Job portals continue to remain the most widely used recruitment mechanism.
The question emerging in the changing job scenario however is their effectiveness in finding the right job for candidates.
Job portals were the first generation products of the Internet when the internet was all about collecting information and creating access.
The idea was as the internet reach expanded, more and more people and opportunities could get onto this platform and find each other.
But, before we debate the relevance of job portals, it is important to understand the value job portals were creating.
Overtime the problem in helping people get jobs or helping corporates find people has changed from ‘simply finding the people’ to ‘locating the right people’.
The utility of the internet today is no longer restricted to access to important information, but in finding the right information.

In this scenario, searching through Traditional Job Portals sees two major hurdles:
- The problem of too much information.
- Lack of useful information.
- No recommendations based on Resume.
The problem of too much information:
With the wide reach of the Internet and information getting distributed at lightning speed, today, job portals list hundreds of jobs for a single job applicant making it impossible to figure out for which job they should apply.
Lack of useful information:
Job portals pretty much work by using information from the Job Title searched by the applicant to match people.
Unfortunately, information available through job titles is not enough to do an intelligent match.
Job seekers/applicants see very similar jobs of hundreds of descriptions, making it impossible to figure out which job seems to be relevant or better.
If we see this situation from a job seekers’ perspective, a job portal has hundreds of open jobs.
For a candidate with basic entry-level skills it becomes fairly hard to analyze which jobs is he or she ready for and should apply to.
Eventually, they apply to too many jobs which makes the overall process of job hunting inefficient.
Also, most organizations use automated mechanisms to reach out to these candidates and get them to go through a process.
Again a phenomenal waste of time for them to go through multiple processes with really no useful information/feedback.
In this process, they might also miss out on the right jobs for them.
Any marketplace works effectively when there is value for both sides of the ecosystem, in this case — Job Seekers or Employers.
As the number of people and opportunities on these platforms is increasing, effective matching is breaking.
With the proliferation of the internet and the rise in the number of candidates and jobs on the platforms, their effectiveness is in question and the platforms need to deploy smarter ways of Job Matching.
e.g. Java Developer may sound specific. But there are different types of Java developer:
- Proficient in different Java systems (standard, enterprise, and mobile).
- Some Java developers advance to lead or architect positions.
- A senior Java developer may analyze complex problems, develop documentation, review coding, and evaluate the development process.
- An architect, meanwhile, directs the project at the front end.
- EE architect is among the highest positions a developer can attain.

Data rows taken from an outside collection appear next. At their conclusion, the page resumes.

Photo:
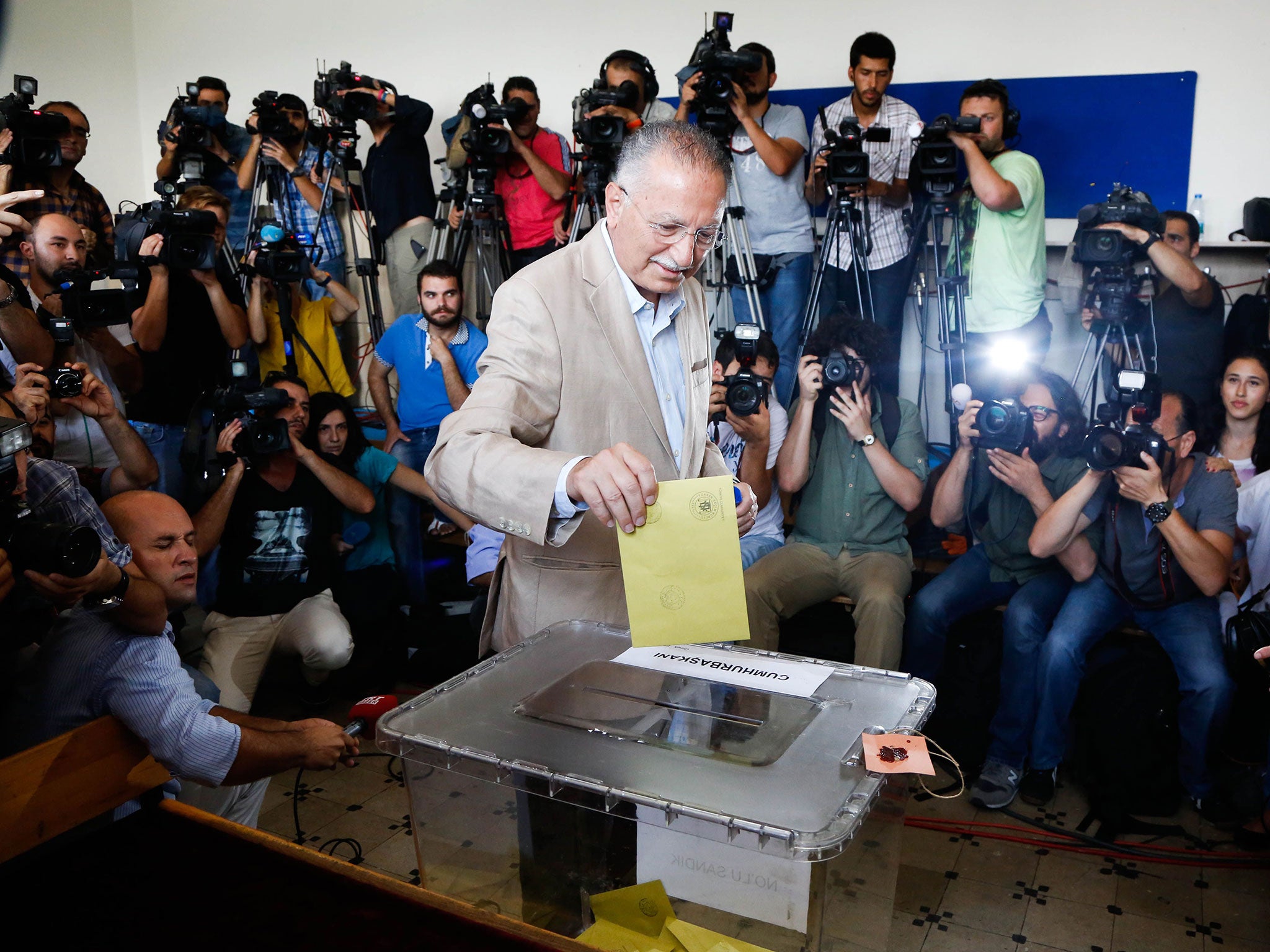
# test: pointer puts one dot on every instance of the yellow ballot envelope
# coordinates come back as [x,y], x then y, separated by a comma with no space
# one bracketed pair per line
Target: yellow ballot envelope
[682,566]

Why are Traditional Job Search Portals not providing Personalized Matching
It takes a lot of research and effort to develop a system for personalized job matching. which includes:
- A lot of historical and recent data on job postings.
- Develop a model using the data, using some advanced NLP (Natural Language Processing).

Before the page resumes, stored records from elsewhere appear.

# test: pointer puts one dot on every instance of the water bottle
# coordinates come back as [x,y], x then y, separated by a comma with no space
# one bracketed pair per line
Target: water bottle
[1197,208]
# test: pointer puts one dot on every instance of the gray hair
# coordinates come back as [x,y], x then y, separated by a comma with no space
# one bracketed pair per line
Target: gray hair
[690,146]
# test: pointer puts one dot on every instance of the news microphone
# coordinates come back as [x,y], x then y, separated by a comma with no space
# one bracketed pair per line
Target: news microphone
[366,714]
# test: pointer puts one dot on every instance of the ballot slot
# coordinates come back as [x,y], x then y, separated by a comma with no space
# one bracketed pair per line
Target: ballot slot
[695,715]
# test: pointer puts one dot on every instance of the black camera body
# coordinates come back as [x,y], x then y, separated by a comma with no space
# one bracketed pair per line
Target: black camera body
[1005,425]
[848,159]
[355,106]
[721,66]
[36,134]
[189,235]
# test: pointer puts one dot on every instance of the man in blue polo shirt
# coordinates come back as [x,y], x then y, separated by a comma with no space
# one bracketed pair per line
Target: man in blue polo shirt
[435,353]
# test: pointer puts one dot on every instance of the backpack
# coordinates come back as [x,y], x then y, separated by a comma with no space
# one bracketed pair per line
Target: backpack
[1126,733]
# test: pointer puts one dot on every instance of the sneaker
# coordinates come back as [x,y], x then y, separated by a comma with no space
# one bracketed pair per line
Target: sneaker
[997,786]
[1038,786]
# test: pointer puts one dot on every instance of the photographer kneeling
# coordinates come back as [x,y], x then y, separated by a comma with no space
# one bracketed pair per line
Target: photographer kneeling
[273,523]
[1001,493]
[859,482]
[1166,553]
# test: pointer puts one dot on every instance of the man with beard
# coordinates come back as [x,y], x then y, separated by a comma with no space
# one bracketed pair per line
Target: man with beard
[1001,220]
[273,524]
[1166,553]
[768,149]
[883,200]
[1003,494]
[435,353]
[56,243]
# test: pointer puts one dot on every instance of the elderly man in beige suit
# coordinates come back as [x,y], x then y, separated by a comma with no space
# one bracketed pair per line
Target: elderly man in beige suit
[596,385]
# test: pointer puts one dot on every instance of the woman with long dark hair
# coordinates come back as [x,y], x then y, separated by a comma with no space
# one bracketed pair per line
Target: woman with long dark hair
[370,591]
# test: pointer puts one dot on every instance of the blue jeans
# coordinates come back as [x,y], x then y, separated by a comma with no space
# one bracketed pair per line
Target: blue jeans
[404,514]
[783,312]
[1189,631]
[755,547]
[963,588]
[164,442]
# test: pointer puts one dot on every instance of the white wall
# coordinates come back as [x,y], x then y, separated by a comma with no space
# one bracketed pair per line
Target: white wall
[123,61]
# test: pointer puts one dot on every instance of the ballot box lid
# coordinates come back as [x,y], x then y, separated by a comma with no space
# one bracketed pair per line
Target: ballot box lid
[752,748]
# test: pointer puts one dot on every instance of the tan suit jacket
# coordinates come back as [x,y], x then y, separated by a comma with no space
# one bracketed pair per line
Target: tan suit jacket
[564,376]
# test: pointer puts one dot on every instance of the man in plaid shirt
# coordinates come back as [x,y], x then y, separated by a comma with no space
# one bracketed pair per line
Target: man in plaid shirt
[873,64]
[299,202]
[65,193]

- The complex data structure of Resume. (Parsing resume is difficult as it does not follow definitive structure)
- Transitional roles in Resume.
Transitional roles mean: Career transition in your professional background and experiences. (During developing personalized Job Search Portal, one has to take into account Transitional roles, which make it difficult, as it takes effort in identifying the most recent Job Profile of Jobseeker.)

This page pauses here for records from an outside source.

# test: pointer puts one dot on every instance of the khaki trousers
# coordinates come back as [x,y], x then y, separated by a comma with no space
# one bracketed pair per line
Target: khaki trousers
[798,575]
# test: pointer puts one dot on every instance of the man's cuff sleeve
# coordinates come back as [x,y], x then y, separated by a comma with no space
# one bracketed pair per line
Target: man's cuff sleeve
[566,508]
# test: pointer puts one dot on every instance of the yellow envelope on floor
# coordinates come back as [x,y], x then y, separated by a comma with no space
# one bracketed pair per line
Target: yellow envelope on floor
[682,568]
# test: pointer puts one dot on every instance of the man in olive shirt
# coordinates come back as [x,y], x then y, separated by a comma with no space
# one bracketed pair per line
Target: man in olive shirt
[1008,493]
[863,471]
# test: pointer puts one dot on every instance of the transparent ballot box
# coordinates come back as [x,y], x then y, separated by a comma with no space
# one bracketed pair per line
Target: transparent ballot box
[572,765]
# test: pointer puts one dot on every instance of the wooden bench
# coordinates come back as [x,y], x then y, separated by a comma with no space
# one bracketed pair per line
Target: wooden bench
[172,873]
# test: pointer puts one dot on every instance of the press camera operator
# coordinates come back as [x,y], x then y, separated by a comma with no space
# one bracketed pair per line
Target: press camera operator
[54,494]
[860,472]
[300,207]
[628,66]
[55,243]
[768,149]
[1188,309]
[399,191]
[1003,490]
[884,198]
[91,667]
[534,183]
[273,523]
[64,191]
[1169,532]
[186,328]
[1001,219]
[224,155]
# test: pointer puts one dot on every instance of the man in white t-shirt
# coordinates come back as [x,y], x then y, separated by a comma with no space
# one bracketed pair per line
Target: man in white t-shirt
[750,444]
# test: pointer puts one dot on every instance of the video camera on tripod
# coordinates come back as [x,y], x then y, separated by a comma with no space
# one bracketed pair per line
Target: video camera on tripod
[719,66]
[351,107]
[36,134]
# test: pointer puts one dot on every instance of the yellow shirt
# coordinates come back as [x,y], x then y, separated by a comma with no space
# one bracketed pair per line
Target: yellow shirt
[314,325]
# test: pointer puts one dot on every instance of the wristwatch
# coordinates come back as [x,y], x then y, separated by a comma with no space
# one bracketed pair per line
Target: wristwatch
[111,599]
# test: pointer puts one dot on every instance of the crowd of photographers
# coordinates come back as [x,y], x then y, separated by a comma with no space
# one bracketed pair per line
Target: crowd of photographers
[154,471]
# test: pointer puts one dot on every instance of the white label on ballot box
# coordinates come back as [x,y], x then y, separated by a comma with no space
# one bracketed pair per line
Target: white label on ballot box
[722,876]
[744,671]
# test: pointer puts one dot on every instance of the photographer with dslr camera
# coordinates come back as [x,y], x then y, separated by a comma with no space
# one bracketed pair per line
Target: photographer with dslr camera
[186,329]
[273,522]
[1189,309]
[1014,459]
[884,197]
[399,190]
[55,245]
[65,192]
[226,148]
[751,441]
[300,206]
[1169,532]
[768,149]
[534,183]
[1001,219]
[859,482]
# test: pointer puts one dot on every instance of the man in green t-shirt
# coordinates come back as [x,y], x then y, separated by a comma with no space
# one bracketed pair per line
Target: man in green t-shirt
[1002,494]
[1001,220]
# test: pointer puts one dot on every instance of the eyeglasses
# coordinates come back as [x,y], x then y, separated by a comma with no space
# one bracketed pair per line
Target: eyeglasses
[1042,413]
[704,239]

- The use of NLP (Natural Language Processing) and A.I. takes a lot of effort.
How is glasssquid.io different?
glasssquid.io provides you an intelligent A.I. based job matching system, which is based on:
- Personalized matching for your skill-set and role.
- Based on state-of-the-art NLP (Natural Language Processing) systemto parse job and resume.
- Uses Entity Recognition Model to extract skills and other important features from both, Jobs and Resume.
[Named-entity recognition (NER) is a subtask of information extraction that seeks to locate and classify named entity mentioned in unstructured text into pre-defined categories such as person, organizations, locations, time expressions, quantities, monetary values (currency), percentages, etc.]
- Uses syntactic and semantic matching to recommend the best jobs.
How glasssquid.io built this model:
At glasssquid.io, instead of just using the simple keyword matching, we use:
- Beyond a simple keyword match, we used the cutting edge Entity Recognition Model.
- We used a crawling mechanism to collect both historical data and recent data of job postings for Tech and Cybersecurity.
- The data was then annotated by domain experts.
This pipeline helped us in building a state-of-the-art Matching System.
Personalized Job Matching by glasssquid.io tries to find an automated answer.
From this data, we develop a model that receives resumes from the candidates and requirements from the companies as inputs, builds up index using some advanced natural language processing, and retrieves the related jobs.